«È ora di scrivere un nuovo capitolo nelle relazioni tra la Svizzera e la Santa Sede»
Intervistato da kath.ch, una piattaforma Internet gestita dalla Chiesa cattolica in Svizzera, il consigliere federale Ignazio Cassis si sofferma sulla prevista visita del cardinale Pietro Parolin in Svizzera e parla del proprio rapporto con la fede.
«Per me, essere cattolico significa innanzitutto essere autentici e rimanere fedeli ai propri principi», dichiara il consigliere federale Ignazio Cassis nell’intervista con kath.ch. © DFAE
Il 9 novembre 2020 è prevista la visita ufficiale di lavoro in Svizzera del cardinale Pietro Parolin, segretario di Stato della Santa Sede, per commemorare il centenario della ripresa delle relazioni diplomatiche tra la Svizzera e la Santa Sede, riallacciate dopo un’interruzione di circa 50 anni dovuta al «Kulturkampf» in Svizzera. «Ritengo che sia giunto il momento di scrivere un nuovo capitolo nelle relazioni tra la Svizzera e la Santa Sede», dichiara il consigliere federale Cassis nell’intervista con kath.ch. Questa più stretta collaborazione potrebbe concretizzarsi in vari ambiti.
In numerosi ambiti la Svizzera e la Santa Sede hanno valori e interessi analoghi: «basti pensare alle Guardie svizzere, per poi giungere fino alla lotta contro la pena di morte», dice il consigliere federale Cassis. Nonostante i molti punti di contatto vi sono tuttavia anche alcune differenze, per esempio se si considera la posizione conservatrice del Vaticano per quanto concerne l’immagine della famiglia. «Il nostro punto di vista, su questo tema, è diverso», fa notare il capo del Dipartimento federale degli affari esteri (DFAE).
Su richiesta del Vaticano, il DFAE sta valutando anche la possibilità di inviare un ambasciatore svizzero residente presso la Santa Sede ma, secondo il consigliere federale Cassis, non vi è stata ancora alcuna decisione in merito. Attualmente gli interessi svizzeri presso il Vaticano sono rappresentati dall’ambasciatore svizzero in Slovenia.

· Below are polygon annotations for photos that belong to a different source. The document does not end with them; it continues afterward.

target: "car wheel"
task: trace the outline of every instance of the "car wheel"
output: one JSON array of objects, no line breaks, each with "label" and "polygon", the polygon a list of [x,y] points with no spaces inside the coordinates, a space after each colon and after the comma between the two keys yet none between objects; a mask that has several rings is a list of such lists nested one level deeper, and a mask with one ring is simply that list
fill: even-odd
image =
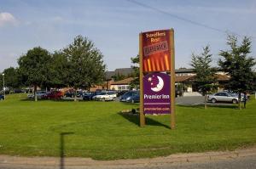
[{"label": "car wheel", "polygon": [[232,103],[233,103],[233,104],[237,104],[238,101],[237,101],[237,99],[232,99]]},{"label": "car wheel", "polygon": [[212,99],[212,104],[216,103],[216,101],[217,101],[217,100],[216,100],[216,99],[214,99],[214,98]]}]

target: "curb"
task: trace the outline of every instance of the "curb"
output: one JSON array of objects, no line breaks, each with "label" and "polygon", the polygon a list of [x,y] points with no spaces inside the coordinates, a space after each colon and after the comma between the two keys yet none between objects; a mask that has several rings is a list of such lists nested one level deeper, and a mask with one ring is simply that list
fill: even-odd
[{"label": "curb", "polygon": [[[166,157],[135,159],[135,160],[115,160],[115,161],[95,161],[90,158],[68,157],[61,159],[58,157],[19,157],[10,155],[0,155],[1,166],[145,166],[166,163],[188,163],[206,162],[221,160],[234,160],[239,157],[256,155],[256,147],[234,151],[218,151],[207,153],[176,154]],[[62,161],[62,164],[61,164]],[[64,165],[65,163],[65,165]]]}]

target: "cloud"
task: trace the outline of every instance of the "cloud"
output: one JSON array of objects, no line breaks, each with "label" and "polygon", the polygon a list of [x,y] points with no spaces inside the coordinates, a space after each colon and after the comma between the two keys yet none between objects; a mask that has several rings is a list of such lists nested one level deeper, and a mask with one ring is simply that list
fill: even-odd
[{"label": "cloud", "polygon": [[0,27],[6,25],[16,25],[18,20],[10,13],[0,13]]}]

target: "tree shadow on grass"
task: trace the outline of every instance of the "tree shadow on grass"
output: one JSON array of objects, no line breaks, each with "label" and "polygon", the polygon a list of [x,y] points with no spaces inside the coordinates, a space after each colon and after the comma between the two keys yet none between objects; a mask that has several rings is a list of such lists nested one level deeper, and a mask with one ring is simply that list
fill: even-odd
[{"label": "tree shadow on grass", "polygon": [[[197,105],[177,105],[178,107],[186,107],[186,108],[197,108],[197,109],[205,109],[204,104],[197,104]],[[207,104],[207,108],[229,108],[238,110],[237,104]]]},{"label": "tree shadow on grass", "polygon": [[[119,112],[118,114],[122,117],[124,117],[125,119],[128,120],[129,121],[137,126],[140,126],[139,114],[122,113],[122,112]],[[158,126],[158,127],[164,127],[168,129],[171,128],[169,126],[162,124],[148,116],[145,116],[145,122],[147,126]]]}]

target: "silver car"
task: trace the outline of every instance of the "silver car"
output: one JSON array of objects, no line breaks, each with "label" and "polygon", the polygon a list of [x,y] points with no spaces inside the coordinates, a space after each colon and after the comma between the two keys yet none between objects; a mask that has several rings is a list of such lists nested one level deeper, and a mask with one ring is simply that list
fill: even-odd
[{"label": "silver car", "polygon": [[[242,99],[241,99],[242,100]],[[233,104],[238,103],[238,95],[227,92],[219,92],[208,96],[208,101],[212,103],[216,102],[231,102]]]}]

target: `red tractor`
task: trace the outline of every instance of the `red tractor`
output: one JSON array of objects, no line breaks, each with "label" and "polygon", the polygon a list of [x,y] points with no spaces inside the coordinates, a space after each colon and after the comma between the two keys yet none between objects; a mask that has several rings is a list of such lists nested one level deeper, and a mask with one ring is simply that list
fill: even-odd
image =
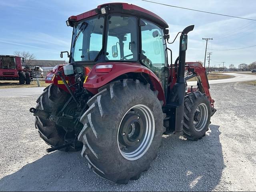
[{"label": "red tractor", "polygon": [[20,85],[30,84],[30,71],[22,66],[20,57],[0,55],[0,80],[18,80]]},{"label": "red tractor", "polygon": [[[137,6],[104,4],[66,24],[70,64],[48,73],[51,84],[30,109],[48,152],[82,149],[95,173],[127,184],[149,168],[163,134],[205,136],[216,109],[205,68],[185,62],[194,26],[179,33],[173,63],[168,24]],[[197,86],[188,87],[195,77]]]}]

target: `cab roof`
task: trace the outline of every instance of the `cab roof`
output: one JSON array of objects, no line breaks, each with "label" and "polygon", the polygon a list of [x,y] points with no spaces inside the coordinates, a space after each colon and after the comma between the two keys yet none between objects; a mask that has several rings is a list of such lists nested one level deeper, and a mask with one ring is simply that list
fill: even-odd
[{"label": "cab roof", "polygon": [[17,57],[16,56],[14,55],[0,55],[0,57]]},{"label": "cab roof", "polygon": [[102,14],[101,9],[103,8],[105,8],[106,14],[120,13],[141,17],[154,22],[164,28],[169,27],[167,23],[156,14],[138,6],[126,3],[110,3],[99,5],[96,9],[76,16],[70,17],[68,21],[74,22],[93,16]]}]

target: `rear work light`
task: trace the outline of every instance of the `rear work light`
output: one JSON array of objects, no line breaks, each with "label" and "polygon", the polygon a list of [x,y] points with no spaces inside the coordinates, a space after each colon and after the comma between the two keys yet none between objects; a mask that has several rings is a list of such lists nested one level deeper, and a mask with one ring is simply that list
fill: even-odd
[{"label": "rear work light", "polygon": [[112,71],[113,65],[100,65],[96,66],[96,73],[109,73]]}]

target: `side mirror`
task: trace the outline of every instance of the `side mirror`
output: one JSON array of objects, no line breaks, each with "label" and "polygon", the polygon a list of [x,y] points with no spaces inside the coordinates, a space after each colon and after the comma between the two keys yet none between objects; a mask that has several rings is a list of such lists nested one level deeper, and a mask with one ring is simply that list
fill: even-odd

Cresciuto in una famiglia cattolica
Alla domanda sulla sua idea di fede, il consigliere federale Cassis dichiara che «gli piace essere cattolico» e di essere cresciuto in un Cantone cattolico e in una tipica famiglia cattolica: «la mia vita era la scuola, la famiglia e la chiesa». A scuola, alcuni compagni erano dispensati dall’insegnamento di religione perché erano riformati, e quindi avevano un’ora libera. «Devo dire che ne ero un po’ invidioso», ammette il consigliere federale.
Crescendo, e con la responsabilità di essere padrino di cresima, la fede di un bambino si è trasformata nella fede di un adulto. «Per me, essere cattolico significa innanzitutto essere autentici e rimanere fedeli ai propri principi», dichiara il consigliere federale Cassis.

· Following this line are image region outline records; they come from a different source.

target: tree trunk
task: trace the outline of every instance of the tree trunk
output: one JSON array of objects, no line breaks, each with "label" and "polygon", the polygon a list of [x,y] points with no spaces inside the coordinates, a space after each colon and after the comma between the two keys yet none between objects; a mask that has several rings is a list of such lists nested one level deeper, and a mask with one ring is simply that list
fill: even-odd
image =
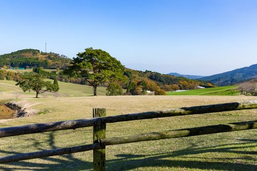
[{"label": "tree trunk", "polygon": [[93,86],[93,95],[96,96],[96,88],[97,87],[97,85],[94,85]]}]

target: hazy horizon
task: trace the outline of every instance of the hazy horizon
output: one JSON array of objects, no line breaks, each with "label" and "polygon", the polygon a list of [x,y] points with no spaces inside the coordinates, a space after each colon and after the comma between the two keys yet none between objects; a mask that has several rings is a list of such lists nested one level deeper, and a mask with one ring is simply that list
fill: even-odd
[{"label": "hazy horizon", "polygon": [[126,67],[209,76],[257,63],[255,0],[0,0],[0,54],[106,51]]}]

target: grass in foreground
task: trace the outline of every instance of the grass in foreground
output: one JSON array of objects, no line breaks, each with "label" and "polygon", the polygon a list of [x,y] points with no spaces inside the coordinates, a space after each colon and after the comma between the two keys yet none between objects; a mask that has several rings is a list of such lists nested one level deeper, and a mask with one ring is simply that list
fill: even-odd
[{"label": "grass in foreground", "polygon": [[218,86],[213,88],[202,88],[180,92],[167,92],[168,95],[218,95],[234,96],[239,95],[236,86]]},{"label": "grass in foreground", "polygon": [[[26,99],[47,112],[2,120],[1,127],[91,118],[92,108],[107,116],[220,103],[257,100],[249,96],[137,96]],[[124,122],[107,125],[107,137],[256,120],[257,109]],[[92,128],[0,139],[7,155],[92,143]],[[256,129],[108,146],[107,171],[256,171]],[[0,165],[3,171],[84,171],[93,168],[93,152]]]}]

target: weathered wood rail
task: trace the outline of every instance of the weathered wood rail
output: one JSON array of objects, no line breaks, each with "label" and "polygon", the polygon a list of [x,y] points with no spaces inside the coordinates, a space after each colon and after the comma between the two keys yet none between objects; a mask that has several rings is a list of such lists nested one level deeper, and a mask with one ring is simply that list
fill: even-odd
[{"label": "weathered wood rail", "polygon": [[167,130],[125,137],[106,138],[106,124],[160,117],[257,108],[257,101],[182,107],[106,117],[104,108],[93,109],[93,118],[33,124],[0,128],[0,138],[93,127],[93,144],[0,157],[0,163],[93,150],[93,170],[105,169],[105,146],[196,136],[257,128],[257,120]]}]

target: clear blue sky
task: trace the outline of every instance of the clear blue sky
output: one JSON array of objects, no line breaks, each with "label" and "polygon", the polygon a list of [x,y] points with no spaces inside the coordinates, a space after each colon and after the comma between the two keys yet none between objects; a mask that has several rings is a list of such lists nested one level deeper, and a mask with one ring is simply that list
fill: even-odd
[{"label": "clear blue sky", "polygon": [[209,75],[257,63],[257,0],[0,0],[0,54],[72,58],[87,47],[132,69]]}]

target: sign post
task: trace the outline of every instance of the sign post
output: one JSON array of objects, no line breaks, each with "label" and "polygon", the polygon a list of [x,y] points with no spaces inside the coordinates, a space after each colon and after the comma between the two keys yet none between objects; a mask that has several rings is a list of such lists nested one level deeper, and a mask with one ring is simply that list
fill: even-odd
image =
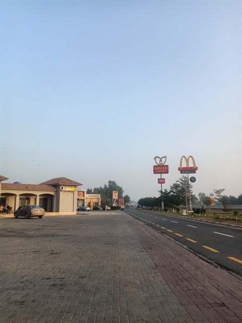
[{"label": "sign post", "polygon": [[[193,162],[193,167],[189,167],[189,160],[190,159],[192,159]],[[186,163],[186,167],[183,167],[183,159],[184,159]],[[196,166],[195,160],[193,158],[193,156],[190,155],[188,156],[188,158],[186,156],[182,156],[180,160],[180,167],[178,168],[178,170],[180,171],[180,174],[188,174],[188,192],[187,192],[187,188],[185,187],[186,190],[186,208],[187,208],[187,214],[188,214],[188,210],[192,211],[192,199],[191,198],[191,193],[190,193],[190,183],[189,183],[189,174],[196,174],[196,171],[198,170],[198,168]],[[196,178],[194,177],[192,177],[191,178],[191,182],[192,183],[194,183],[196,181]],[[187,194],[188,193],[188,194]],[[189,199],[189,210],[188,210],[188,199],[187,196],[188,194],[188,199]]]},{"label": "sign post", "polygon": [[[163,158],[164,158],[164,161],[162,160]],[[168,165],[164,165],[166,162],[166,156],[163,156],[163,157],[156,156],[154,159],[156,165],[154,165],[153,167],[153,172],[154,174],[160,174],[160,178],[158,179],[158,183],[160,184],[160,191],[162,194],[162,184],[165,183],[165,179],[162,178],[162,174],[168,174],[169,173],[169,167]],[[158,160],[158,162],[157,159]],[[164,202],[163,201],[161,202],[161,209],[164,209]]]}]

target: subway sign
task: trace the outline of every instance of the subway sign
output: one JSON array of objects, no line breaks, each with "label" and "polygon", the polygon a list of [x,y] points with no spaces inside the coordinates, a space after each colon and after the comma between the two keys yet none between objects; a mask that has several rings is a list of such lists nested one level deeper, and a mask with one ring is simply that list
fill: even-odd
[{"label": "subway sign", "polygon": [[76,190],[77,189],[77,187],[68,187],[68,186],[63,186],[60,190],[65,192],[76,192]]}]

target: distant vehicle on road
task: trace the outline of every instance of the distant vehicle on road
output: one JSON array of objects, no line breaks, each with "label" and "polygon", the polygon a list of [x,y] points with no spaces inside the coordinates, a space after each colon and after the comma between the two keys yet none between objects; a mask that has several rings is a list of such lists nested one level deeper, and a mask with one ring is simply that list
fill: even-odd
[{"label": "distant vehicle on road", "polygon": [[111,207],[110,206],[108,206],[108,205],[106,205],[105,206],[102,206],[102,208],[103,210],[107,210],[108,211],[109,211],[111,209]]},{"label": "distant vehicle on road", "polygon": [[23,205],[15,211],[14,215],[16,219],[19,217],[24,217],[25,219],[38,217],[42,219],[44,216],[44,209],[39,205]]},{"label": "distant vehicle on road", "polygon": [[102,208],[101,206],[93,206],[92,209],[94,211],[101,211],[102,210]]},{"label": "distant vehicle on road", "polygon": [[78,206],[77,208],[78,211],[90,211],[90,209],[89,206],[84,206],[83,205],[82,206]]}]

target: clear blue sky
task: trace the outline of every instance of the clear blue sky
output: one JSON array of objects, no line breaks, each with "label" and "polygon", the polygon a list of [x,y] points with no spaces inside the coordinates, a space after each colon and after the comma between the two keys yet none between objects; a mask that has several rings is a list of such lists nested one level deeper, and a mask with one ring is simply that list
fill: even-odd
[{"label": "clear blue sky", "polygon": [[1,0],[0,175],[242,193],[241,0]]}]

Un punto di riferimento in tempi di crisi
Per quanto riguarda i temi di attualità, come per esempio la pandemia di coronavirus, il capo del DFAE segnala che, proprio nei periodi più bui, avere un punto di riferimento è fondamentale. Di fatti per questo le Chiese non dovrebbero limitarsi a occuparsi della vita spirituale, ma anche fortificarla.
Interpellato sul suo parere nei confronti dell’iniziativa per imprese responsabili, il capo del DFAE si allinea alla posizione del Consiglio federale, che la respinge sebbene ne condivida l’obiettivo principale. Il punto dolente sta nella questione della territorialità: «il Consiglio federale ritiene problematico il fatto che tribunali svizzeri si esprimano su quanto avviene in altri Paesi». Questo violerebbe il principio territoriale e aprirebbe un vaso di Pandora: «che cosa succederebbe se, un domani, i tribunali stranieri si pronunciassero su fatti che accadono da noi?».
Nel caso dell’iniziativa «Per il divieto di finanziare i produttori di materiale bellico», il Consiglio federale vede un conflitto di obiettivi tra pace e sicurezza. Il consigliere federale Cassis sottolinea chiaramente che nessuno vuole, né può, esportare materiale bellico in Paesi in guerra, visto che tale esportazione è già vietata dalla legge sul materiale bellico, che risale al 1996. Rispettando condizioni molto restrittive, l’industria ha però il permesso di effettuare esportazioni perché la Svizzera possiede un esercito che dipende da un’industria degli armamenti. «Vogliamo la pace, ma vogliamo anche la sicurezza», conclude il capo del DFAE.